Bianca is seemingly murdered, and Kristin finds both her husband and her son held at gunpoint by Fabrizio, who is a traitor in league with the Romanos. He is about to murder Kristin when Bianca catches him off guard, and Kristin drops him to his death inside a grape crusher. She sends his finger as a warning to Don Mammone.

Sometime later, Kristin's son is about to return home. As he departs, he sees his mother formally receiving guests in her capacity as head of the Balbano family.

==Production==
Mafia Mamma was reported to be in pre-production in October 2021, with Catherine Hardwicke on board as director. Michael J. Feldman and Debbie Jhoon wrote the screenplay, based on an original story by Amanda Sthers. Toni Collette, Monica Bellucci, and Rob Huebel were cast in leading roles but ultimately Huebel did not appear in the film.

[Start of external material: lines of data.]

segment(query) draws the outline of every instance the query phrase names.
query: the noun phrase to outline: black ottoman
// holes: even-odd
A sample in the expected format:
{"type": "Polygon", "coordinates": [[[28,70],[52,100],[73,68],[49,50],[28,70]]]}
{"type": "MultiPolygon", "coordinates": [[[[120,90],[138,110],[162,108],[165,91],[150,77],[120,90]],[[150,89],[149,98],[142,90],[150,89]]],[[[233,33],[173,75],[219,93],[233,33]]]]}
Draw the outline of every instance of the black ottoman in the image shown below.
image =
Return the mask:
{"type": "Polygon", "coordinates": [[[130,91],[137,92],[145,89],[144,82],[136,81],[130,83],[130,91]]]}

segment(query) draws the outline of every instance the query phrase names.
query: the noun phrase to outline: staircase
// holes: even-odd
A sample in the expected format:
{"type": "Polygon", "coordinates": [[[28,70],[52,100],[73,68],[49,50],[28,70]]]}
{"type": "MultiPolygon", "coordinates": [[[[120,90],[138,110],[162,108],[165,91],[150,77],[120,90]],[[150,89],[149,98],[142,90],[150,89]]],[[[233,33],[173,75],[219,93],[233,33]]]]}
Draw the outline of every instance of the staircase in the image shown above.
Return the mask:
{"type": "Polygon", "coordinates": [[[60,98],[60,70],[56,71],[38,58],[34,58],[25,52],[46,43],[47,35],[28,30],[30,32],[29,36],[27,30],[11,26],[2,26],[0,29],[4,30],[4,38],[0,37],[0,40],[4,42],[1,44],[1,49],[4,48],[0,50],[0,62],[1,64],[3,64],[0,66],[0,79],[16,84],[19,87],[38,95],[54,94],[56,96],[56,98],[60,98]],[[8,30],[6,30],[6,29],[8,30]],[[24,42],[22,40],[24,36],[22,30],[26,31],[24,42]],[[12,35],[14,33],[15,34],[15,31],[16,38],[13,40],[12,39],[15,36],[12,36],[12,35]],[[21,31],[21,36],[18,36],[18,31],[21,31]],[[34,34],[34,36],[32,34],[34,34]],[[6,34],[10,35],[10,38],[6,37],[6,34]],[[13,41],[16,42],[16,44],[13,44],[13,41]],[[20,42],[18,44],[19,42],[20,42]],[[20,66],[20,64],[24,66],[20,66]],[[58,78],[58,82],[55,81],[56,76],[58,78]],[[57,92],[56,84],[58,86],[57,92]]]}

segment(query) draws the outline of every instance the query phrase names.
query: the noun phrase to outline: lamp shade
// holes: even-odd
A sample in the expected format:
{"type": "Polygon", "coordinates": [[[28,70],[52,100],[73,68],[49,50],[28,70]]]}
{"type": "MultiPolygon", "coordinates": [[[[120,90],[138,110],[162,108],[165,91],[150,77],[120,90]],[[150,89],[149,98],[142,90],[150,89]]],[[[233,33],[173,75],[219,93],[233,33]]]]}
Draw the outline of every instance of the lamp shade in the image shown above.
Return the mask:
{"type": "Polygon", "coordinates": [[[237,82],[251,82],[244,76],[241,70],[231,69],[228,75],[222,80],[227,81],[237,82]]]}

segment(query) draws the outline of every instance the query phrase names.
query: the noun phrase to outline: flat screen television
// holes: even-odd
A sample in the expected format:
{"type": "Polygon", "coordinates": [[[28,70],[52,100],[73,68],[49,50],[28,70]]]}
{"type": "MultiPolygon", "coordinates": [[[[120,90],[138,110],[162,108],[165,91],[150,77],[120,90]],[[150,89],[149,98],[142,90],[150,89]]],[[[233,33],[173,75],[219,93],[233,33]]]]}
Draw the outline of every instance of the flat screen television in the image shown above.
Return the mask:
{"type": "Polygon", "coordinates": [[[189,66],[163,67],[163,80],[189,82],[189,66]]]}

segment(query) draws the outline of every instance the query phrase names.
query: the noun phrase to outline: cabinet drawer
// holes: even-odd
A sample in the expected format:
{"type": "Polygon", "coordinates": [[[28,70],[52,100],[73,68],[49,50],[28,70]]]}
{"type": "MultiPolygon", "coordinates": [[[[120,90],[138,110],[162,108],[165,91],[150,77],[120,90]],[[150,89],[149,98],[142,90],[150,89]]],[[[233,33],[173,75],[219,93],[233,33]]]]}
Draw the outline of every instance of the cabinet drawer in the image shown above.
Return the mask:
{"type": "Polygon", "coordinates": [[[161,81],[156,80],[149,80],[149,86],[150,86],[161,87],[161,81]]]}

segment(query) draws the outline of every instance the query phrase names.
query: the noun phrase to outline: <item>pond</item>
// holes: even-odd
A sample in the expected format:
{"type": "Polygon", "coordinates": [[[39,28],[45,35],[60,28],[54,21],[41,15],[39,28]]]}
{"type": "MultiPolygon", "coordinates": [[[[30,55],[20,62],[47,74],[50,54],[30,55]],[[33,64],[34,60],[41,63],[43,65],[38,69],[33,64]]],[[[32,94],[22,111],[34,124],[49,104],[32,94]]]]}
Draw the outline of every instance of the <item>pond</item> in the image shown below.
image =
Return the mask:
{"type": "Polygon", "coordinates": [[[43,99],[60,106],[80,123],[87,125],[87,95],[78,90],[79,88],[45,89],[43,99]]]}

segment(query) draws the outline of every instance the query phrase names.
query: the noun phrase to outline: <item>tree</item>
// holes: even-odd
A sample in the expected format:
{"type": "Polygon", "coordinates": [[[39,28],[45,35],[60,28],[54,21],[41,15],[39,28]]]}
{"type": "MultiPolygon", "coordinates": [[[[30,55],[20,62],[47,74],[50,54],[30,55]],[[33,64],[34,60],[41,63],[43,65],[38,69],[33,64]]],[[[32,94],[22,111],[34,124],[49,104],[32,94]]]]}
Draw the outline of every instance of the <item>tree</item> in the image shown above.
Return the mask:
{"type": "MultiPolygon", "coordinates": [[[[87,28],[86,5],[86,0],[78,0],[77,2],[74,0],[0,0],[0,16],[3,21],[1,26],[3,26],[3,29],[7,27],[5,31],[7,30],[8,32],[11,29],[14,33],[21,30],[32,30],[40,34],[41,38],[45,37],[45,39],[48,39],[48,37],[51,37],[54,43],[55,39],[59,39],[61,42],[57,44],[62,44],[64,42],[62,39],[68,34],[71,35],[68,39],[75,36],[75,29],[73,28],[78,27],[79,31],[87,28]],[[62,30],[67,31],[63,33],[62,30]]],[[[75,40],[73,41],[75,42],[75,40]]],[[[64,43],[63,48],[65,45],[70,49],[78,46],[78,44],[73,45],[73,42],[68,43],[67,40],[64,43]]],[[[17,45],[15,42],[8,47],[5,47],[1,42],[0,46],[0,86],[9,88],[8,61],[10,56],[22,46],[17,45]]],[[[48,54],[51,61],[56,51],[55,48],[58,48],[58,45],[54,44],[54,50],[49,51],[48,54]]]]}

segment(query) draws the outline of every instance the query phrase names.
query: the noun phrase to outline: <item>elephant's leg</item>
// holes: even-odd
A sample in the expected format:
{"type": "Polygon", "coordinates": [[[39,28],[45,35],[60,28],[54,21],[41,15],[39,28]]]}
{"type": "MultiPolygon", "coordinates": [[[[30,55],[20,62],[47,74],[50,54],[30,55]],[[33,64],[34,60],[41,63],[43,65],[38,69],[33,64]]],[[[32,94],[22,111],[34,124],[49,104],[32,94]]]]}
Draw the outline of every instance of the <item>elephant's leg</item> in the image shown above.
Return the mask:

Principal photography took place in May 2022 on location in Rome, Italy.

==Release==
Mafia Mamma was released theatrically in the United States on April 14, 2023, by Bleecker Street. The film was released digitally on May 2, 2023, and on DVD and Blu-ray on June 6.

== Reception ==
===Box office===
Mafia Mamma grossed $3.5 million in the United States and Canada, and $3.5 million in other territories, for a worldwide total of $7 million.

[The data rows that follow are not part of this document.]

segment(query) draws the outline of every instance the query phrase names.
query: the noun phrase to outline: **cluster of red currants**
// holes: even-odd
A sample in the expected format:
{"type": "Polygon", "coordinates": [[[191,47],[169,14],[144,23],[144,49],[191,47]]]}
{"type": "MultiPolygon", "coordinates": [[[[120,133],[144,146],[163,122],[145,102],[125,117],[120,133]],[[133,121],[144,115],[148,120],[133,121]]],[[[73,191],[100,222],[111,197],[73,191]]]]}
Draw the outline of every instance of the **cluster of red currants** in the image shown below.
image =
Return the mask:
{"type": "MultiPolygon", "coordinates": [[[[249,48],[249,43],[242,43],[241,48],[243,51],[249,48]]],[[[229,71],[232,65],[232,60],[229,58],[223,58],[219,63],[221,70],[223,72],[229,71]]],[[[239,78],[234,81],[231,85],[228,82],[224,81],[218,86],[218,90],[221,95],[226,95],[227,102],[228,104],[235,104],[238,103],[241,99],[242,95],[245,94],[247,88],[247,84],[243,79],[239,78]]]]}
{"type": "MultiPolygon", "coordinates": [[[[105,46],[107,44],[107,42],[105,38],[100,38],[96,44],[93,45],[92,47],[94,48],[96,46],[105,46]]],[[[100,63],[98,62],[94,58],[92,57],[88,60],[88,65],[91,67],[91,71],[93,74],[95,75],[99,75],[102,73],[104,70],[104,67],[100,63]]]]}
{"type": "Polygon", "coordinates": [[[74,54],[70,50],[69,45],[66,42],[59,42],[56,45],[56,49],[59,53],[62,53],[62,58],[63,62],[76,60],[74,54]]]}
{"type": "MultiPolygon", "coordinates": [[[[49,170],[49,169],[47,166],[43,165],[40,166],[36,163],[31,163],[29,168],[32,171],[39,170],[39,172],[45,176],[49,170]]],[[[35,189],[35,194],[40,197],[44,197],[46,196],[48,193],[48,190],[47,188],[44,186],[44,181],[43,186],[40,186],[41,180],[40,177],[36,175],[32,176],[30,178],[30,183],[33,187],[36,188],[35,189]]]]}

Released alongside Renfield, The Pope's Exorcist, Suzume, and Sweetwater, the film made $866,940 in its first day and went to debut on $2 million from 2,002 theatres, finishing eighth at the box office.

===Critical response===
 Metacritic, which uses a weighted average, assigned the film a score of 42 out of 100, based on 23 critics, indicating "mixed or average" reviews. Audiences polled by Cinemascore gave the film an average grade of "B" on an A+ to F scale, while those polled at PostTrak gave it a 64% positive score, with 44% saying they would definitely recommend it.

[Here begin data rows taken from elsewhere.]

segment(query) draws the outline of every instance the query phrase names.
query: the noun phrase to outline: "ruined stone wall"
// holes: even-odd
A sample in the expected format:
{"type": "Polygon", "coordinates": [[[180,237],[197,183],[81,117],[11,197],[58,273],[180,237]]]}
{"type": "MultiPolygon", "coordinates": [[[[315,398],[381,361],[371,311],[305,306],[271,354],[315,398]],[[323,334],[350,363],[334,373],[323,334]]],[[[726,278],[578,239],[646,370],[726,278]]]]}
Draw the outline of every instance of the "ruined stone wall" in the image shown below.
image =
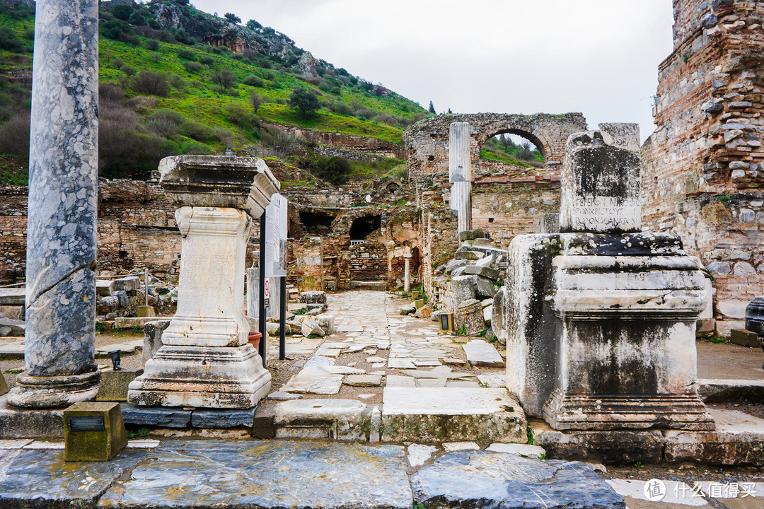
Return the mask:
{"type": "Polygon", "coordinates": [[[717,317],[739,319],[764,294],[764,5],[675,0],[674,9],[656,128],[642,148],[644,229],[679,234],[714,277],[717,317]]]}
{"type": "Polygon", "coordinates": [[[409,179],[447,172],[448,132],[453,122],[470,124],[470,153],[474,166],[480,150],[488,138],[507,133],[530,140],[544,157],[544,167],[558,171],[568,137],[586,130],[586,119],[580,113],[519,115],[498,113],[442,114],[420,121],[403,134],[408,151],[409,179]]]}
{"type": "Polygon", "coordinates": [[[266,127],[278,130],[293,138],[302,138],[307,141],[329,145],[355,154],[373,154],[381,157],[406,158],[406,150],[401,145],[377,138],[367,138],[344,133],[322,133],[300,129],[278,124],[265,124],[266,127]]]}

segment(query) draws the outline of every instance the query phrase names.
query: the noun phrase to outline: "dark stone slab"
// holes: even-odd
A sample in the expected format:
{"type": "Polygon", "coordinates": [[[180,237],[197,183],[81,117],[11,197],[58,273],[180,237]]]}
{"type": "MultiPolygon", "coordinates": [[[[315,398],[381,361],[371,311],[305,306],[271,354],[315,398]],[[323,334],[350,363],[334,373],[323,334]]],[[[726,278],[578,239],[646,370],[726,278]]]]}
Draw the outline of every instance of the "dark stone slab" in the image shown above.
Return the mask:
{"type": "Polygon", "coordinates": [[[63,411],[15,408],[6,398],[0,396],[0,440],[63,437],[63,411]]]}
{"type": "Polygon", "coordinates": [[[191,412],[176,407],[142,407],[130,403],[120,404],[125,424],[186,427],[191,425],[191,412]]]}
{"type": "Polygon", "coordinates": [[[764,336],[764,297],[756,297],[746,308],[746,330],[764,336]]]}
{"type": "Polygon", "coordinates": [[[411,478],[425,507],[624,509],[623,498],[585,463],[460,451],[411,478]]]}
{"type": "Polygon", "coordinates": [[[393,509],[411,501],[400,446],[188,440],[150,452],[100,505],[393,509]]]}
{"type": "Polygon", "coordinates": [[[61,449],[0,450],[0,507],[94,507],[146,450],[125,449],[108,462],[66,462],[61,449]]]}
{"type": "Polygon", "coordinates": [[[252,427],[256,408],[197,408],[191,413],[194,427],[252,427]]]}
{"type": "Polygon", "coordinates": [[[655,256],[684,254],[681,238],[675,234],[562,234],[566,255],[655,256]]]}

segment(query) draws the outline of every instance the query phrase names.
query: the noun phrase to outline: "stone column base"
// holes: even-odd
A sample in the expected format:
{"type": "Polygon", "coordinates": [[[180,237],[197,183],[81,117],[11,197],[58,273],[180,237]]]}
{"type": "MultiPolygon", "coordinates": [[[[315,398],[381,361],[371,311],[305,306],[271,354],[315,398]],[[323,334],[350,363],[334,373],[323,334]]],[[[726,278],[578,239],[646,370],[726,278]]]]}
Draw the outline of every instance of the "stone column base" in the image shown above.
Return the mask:
{"type": "Polygon", "coordinates": [[[144,369],[128,385],[134,404],[251,408],[270,389],[270,373],[250,344],[163,345],[144,369]]]}
{"type": "Polygon", "coordinates": [[[542,409],[554,430],[713,430],[698,396],[680,395],[563,395],[555,391],[542,409]]]}
{"type": "Polygon", "coordinates": [[[98,392],[101,373],[93,371],[63,376],[21,375],[8,395],[8,404],[18,408],[60,408],[90,401],[98,392]]]}

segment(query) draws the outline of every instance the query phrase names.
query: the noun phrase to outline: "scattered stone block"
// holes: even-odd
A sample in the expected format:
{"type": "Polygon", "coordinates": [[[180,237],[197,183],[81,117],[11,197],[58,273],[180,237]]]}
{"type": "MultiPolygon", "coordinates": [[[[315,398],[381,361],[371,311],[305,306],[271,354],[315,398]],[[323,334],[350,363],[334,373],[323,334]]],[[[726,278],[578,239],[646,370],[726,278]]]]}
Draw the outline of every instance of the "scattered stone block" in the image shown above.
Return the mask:
{"type": "Polygon", "coordinates": [[[542,454],[546,454],[543,447],[531,446],[527,443],[492,443],[486,447],[485,450],[491,453],[517,454],[526,458],[538,458],[542,454]]]}
{"type": "Polygon", "coordinates": [[[137,306],[135,315],[138,318],[151,318],[157,316],[154,312],[154,306],[137,306]]]}
{"type": "Polygon", "coordinates": [[[325,292],[303,292],[299,295],[303,304],[326,304],[325,292]]]}
{"type": "Polygon", "coordinates": [[[269,394],[267,398],[276,401],[289,401],[293,399],[303,399],[303,395],[284,392],[283,391],[277,391],[269,394]]]}
{"type": "Polygon", "coordinates": [[[460,327],[462,325],[465,327],[468,334],[476,334],[487,328],[483,320],[483,306],[480,301],[474,298],[464,301],[457,306],[456,321],[460,327]]]}
{"type": "Polygon", "coordinates": [[[443,450],[446,453],[454,451],[479,451],[480,446],[474,442],[447,442],[443,444],[443,450]]]}
{"type": "Polygon", "coordinates": [[[414,474],[411,484],[414,501],[425,507],[442,501],[458,501],[462,507],[625,507],[623,498],[585,463],[516,454],[449,453],[414,474]]]}
{"type": "Polygon", "coordinates": [[[252,427],[255,408],[197,408],[191,413],[191,425],[202,428],[252,427]]]}
{"type": "Polygon", "coordinates": [[[114,282],[105,279],[96,281],[96,295],[99,297],[108,297],[114,291],[114,282]]]}
{"type": "Polygon", "coordinates": [[[483,253],[480,251],[457,251],[454,253],[456,259],[480,259],[483,257],[483,253]]]}
{"type": "Polygon", "coordinates": [[[475,228],[474,230],[467,230],[465,231],[459,232],[459,242],[483,238],[485,238],[485,232],[484,232],[481,228],[475,228]]]}
{"type": "Polygon", "coordinates": [[[27,299],[24,287],[15,288],[0,288],[0,306],[23,306],[27,299]]]}
{"type": "Polygon", "coordinates": [[[142,366],[146,366],[146,361],[154,357],[154,354],[162,346],[162,333],[168,325],[169,320],[156,320],[144,324],[142,366]]]}
{"type": "Polygon", "coordinates": [[[499,279],[498,269],[491,269],[490,267],[478,265],[468,265],[465,267],[465,274],[481,275],[484,278],[488,278],[489,279],[494,279],[494,281],[498,280],[499,279]]]}
{"type": "Polygon", "coordinates": [[[352,387],[378,387],[382,384],[380,375],[348,375],[345,385],[352,387]]]}
{"type": "Polygon", "coordinates": [[[496,295],[496,285],[494,282],[482,275],[473,275],[474,278],[475,298],[480,300],[494,298],[496,295]]]}
{"type": "Polygon", "coordinates": [[[0,318],[0,337],[24,337],[24,328],[23,320],[0,318]]]}
{"type": "Polygon", "coordinates": [[[665,432],[665,461],[703,465],[764,465],[764,419],[711,409],[714,431],[665,432]]]}
{"type": "Polygon", "coordinates": [[[416,312],[414,313],[414,316],[417,318],[429,318],[432,314],[432,310],[429,308],[429,306],[422,306],[422,308],[417,309],[416,312]]]}
{"type": "Polygon", "coordinates": [[[121,404],[125,424],[158,426],[160,427],[187,427],[191,425],[191,410],[177,407],[144,407],[130,403],[121,404]]]}
{"type": "Polygon", "coordinates": [[[730,343],[749,348],[758,348],[759,334],[745,329],[733,329],[730,331],[730,343]]]}
{"type": "Polygon", "coordinates": [[[142,374],[143,369],[102,369],[96,401],[127,401],[128,385],[142,374]]]}
{"type": "Polygon", "coordinates": [[[429,461],[432,455],[438,452],[438,448],[433,446],[422,446],[413,443],[406,448],[406,456],[409,465],[416,469],[429,461]]]}
{"type": "Polygon", "coordinates": [[[66,461],[108,461],[128,445],[118,403],[75,403],[63,420],[66,461]]]}
{"type": "Polygon", "coordinates": [[[468,341],[461,347],[467,356],[467,360],[472,366],[484,366],[489,368],[502,368],[504,359],[494,345],[483,340],[468,341]]]}
{"type": "Polygon", "coordinates": [[[116,292],[138,292],[141,289],[141,278],[137,275],[120,279],[114,279],[112,282],[112,294],[116,292]]]}

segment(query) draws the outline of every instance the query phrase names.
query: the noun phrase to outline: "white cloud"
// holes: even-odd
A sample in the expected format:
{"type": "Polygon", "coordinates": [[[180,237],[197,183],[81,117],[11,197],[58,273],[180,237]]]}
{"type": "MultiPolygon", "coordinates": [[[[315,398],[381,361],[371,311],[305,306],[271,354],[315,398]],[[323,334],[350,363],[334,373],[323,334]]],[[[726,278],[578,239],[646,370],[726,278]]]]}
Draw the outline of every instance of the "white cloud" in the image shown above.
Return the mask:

Jude Dry writing for IndieWire gave the film a B− grade. She thought the plot "leaves much to be desired" and felt Bellucci's Italian character was underdeveloped. She ended her review with: Though it's all satisfyingly silly, Mafia Mamma never quite find its tone. Hardwicke doesn't seem to know if she's doing Quentin Tarantino or Mel Brooks, and the two styles are so far apart that splitting the difference lands the movie out at sea". Deadline Hollywoods Pete Hammond wrote, "In its own way, veteran director Catherine Hardwicke has turned all this into a more mainstream feminist comedy, a vehicle for Collette, who lifts it up a few notches and makes it all passable and likable enough for its 100-minute running time".

Frank Scheck of The Hollywood Reporter criticized the writing of Collette's character, saying "Mafia Mamma squanders her considerable talents", but praised Bellucci's character. He ended his review with "If you want to see a truly witty comedy dealing with similar themes, stick with rewatching Jonathan Demme's terrific 1988 film Married to the Mob". Peter Debruge of Variety called the film "a fun fish-out-of-water farce with Godfather DNA and a clever female-empowerment kick, Mafia Mamma makes inspired use of Collette, who’s never better than when playing women we oughtn't to have underestimated".